03-27-2014, 09:23 AM
This is a good topic.
When I was young and beautiful I was often annoyed with unwelcomed advises. Particularly from not well trained students – I could see they can’t do it by themselves, but still give advices to others. So I immediately proceeded physically to show them how they can’t walk their talk. It increased much intensity of training(that was good!!) and sometimes outcome was quite unproductive. Took me a time to understand they can’t learn that way to shut up and simply practice more and more. I forgot old saying from Himalaya “you can lead horses to the water but you can’t make them drink”.
Now, when I’m very old and a bit wiser, I simply observe how their advices reflect their level of understanding of aikido. Usually such advices are quite simplistic (note that I didn’t say primitive LOL ) because they are taking in consideration only one particular aspect of interaction.
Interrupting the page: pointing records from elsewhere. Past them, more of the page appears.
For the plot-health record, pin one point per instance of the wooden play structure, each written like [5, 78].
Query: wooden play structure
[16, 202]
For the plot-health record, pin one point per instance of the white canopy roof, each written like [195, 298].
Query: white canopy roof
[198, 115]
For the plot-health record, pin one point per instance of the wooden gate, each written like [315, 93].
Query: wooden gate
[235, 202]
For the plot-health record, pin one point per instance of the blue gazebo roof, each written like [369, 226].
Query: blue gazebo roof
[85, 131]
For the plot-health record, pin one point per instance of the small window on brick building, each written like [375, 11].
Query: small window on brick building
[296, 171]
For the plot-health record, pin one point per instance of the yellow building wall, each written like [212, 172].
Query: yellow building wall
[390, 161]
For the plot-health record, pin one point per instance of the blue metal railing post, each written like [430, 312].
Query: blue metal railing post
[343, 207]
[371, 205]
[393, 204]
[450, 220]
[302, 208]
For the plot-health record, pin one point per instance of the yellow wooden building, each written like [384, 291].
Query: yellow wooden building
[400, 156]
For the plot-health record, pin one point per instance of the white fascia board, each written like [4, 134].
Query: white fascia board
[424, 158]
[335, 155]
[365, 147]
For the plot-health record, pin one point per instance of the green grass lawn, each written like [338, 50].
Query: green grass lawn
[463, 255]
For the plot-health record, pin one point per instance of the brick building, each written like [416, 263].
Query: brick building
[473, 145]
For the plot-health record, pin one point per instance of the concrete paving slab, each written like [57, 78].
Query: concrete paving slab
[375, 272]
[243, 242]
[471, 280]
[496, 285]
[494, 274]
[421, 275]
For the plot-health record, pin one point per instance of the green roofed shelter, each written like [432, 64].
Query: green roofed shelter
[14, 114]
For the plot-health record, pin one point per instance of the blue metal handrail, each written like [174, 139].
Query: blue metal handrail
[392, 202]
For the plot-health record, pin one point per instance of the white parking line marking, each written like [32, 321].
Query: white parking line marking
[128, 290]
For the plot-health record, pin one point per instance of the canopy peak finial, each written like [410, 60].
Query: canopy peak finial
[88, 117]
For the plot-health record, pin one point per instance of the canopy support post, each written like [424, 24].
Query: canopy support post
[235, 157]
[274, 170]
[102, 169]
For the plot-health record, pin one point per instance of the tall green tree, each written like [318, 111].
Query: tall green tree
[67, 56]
When high level instructors give advice, usually it is a pointer in certain direction, not solution to particular detailed problem. That happens because they understand that aikido teaching is based on principles and if you apply principles correctly all kind of small details will be executed correctly as par miracle When I receive such kind of advice, I also can see a level of understanding of such particular instructor and I can appreciate it. Some instructors are not giving any advices – a reason is simple – at certain level of training, you have to simply train more, and discover stuff by yourself, there is no shortcut anymore. Usually when you discover by yourself, your body remember it to the end of your life. The advices, you forgetting it right after the end of the practice…
I personaly don’t need to ask my students what I’m doing wrong – it is enough for me to look at them, they are reflecting my teaching. So I can correct myself any time I want
03-27-2014, 09:31 AM
I must admit, while I try to be open to all input/feedback as possibly valid, I tend to consider the source.
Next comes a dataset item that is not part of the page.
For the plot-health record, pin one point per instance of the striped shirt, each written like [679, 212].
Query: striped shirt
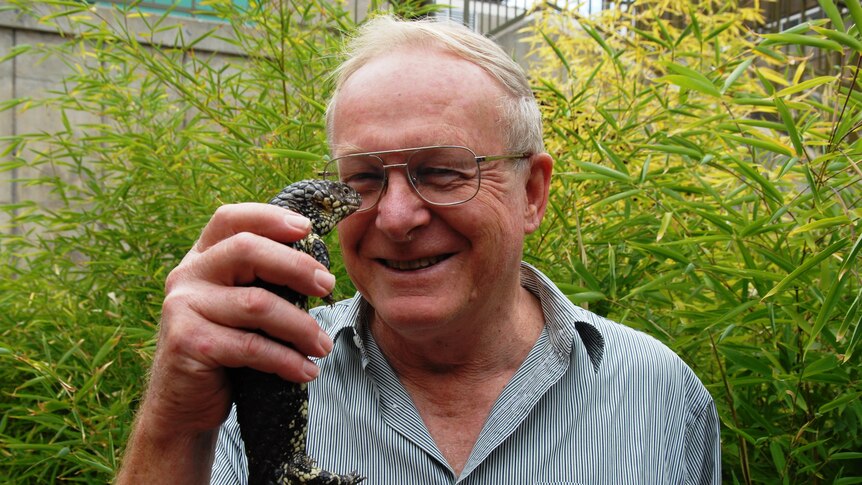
[594, 402]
If they have good technique and intent, I am more likely to listen.
Remember, whatever advice you get, it will get you what it got them.
03-27-2014, 09:46 AM
I have been eliciting feedback from partners, not detailed critiques, but things that I feel I have erred with and can be answered quickly in a low voice so we continue to train: "did it feel like I gave your balance back to you as I turned?" for instance....not seeking especially from juniors any suggested corrective action but accurate reality testing/feedback that helps me learn, yes, in the middle of that turn, if it FEELS that way to me then I probably did let uke regain structure but if it feels this way to me I did not. I believe in empty hand practice this is a sensitivity it is easy to shrug off developing by going faster or using muscle....I want my training time to be spent improving.
03-28-2014, 01:13 PM
Onegaishimasu, when I come across something familiar, I try to just look at it again
whether it's a technique, a reflection, a teaching,or any type of dojo etiquette.
My two cents,
I like the point about questioning whether you really do know "the advice you already know". Maybe this reaction comes from a feeling that "I'm full up right now". The metaphor of the full cup of tea is often used in martial arts to try and teach the lesson that we need to let go of what we know to learn new things, but I think we need to remember that emptying the cup isn't that simple. Sometimes your cup is full because you keep hanging on to things; sometimes it's full because you're overwhelmed (by information, by circumstances, whatever). If you present an overwhelmed person with something very simple ("We're ordering pizza, what do you want on it?"), they may not be able to give you an answer. Being overwhelmed does that to you. An overwhelmed person can't just empty their cup as a simple act of will: they need to process what's in it first. If you try to give more information to an overwhelmed person, no matter how relevant, no matter how helpful the spirit in which it is given, it won't be helpful.
03-29-2014, 04:45 PM
"Do what you see, not what you know" is advice regularly given in my organization's seminars. This is particularly poignant for us as we often host instructors from various styles of aikido as well as non-aikido martial arts. Heck, a seminar I went to last year we had to separate Yoshinkan instructors teach the same technique in different ways (Yoshinkan is often very regimented in their curriculum making it largely universal as to its execution). Both versions of the technique effected were executed with quite different emphasis, but both had the same result. I thought it was super interesting - both in teaching multiple approaches to a technique, but also to teach humility, attention to detail, and open-mindedness.